# Up page and down page freezes (right hand side of screen)



## slowmotion (29 Jan 2015)

It's happened a few times over the last couple of days. I try and scroll up and down a page (March 2015 FNRttC) and the up arrow and down arrows have no effect. The page locks up. I'm on Windows 7 and Outlook Express. Other CC pages in the various forums seem to work fine. 

Does anybody else have this problem?

Thank you.


----------



## ianrauk (30 Jan 2015)

Nope. Using Chrome. What browser you using?


----------



## slowmotion (1 Feb 2015)

ianrauk said:


> Nope. Using Chrome. What browser you using?

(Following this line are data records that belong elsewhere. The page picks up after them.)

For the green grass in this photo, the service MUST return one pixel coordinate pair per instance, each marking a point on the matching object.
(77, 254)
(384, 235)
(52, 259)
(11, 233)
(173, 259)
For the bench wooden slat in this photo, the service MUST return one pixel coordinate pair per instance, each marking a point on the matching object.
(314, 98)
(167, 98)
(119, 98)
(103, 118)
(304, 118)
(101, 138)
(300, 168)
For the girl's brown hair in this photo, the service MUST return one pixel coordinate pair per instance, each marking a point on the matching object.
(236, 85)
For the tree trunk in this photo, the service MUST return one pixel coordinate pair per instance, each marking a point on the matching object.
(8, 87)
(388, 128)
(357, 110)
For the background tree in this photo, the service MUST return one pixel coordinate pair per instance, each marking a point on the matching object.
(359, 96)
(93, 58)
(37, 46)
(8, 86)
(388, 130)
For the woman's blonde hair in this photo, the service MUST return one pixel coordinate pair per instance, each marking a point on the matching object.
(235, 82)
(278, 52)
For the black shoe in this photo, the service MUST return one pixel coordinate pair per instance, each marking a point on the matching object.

 IE8. It hasn't frozen in the last day or so so maybe it was just a random gremlin. It happened on two PCs though.


----------



## 400bhp (1 Feb 2015)

slowmotion said:


> IE8. It hasn't frozen in the last day or so so maybe it was just a random gremlin. It happened on two PCs though.



I get this when a thread is heavily laden with embedded videos. It's been like this for a few weeks.

I'm on Google Chrome & Windows 8.1.

Must look into it.


----------



## Dogtrousers (1 Feb 2015)

I get freezes on IE 11 on one particular PC (won't scroll up and down). Seems to just happen when I go to a particular post within a thread (ie the URL ends "/page-*xx*#post-*yyyyy*" I just put it down to a peculiarity of that browser on that PC.


----------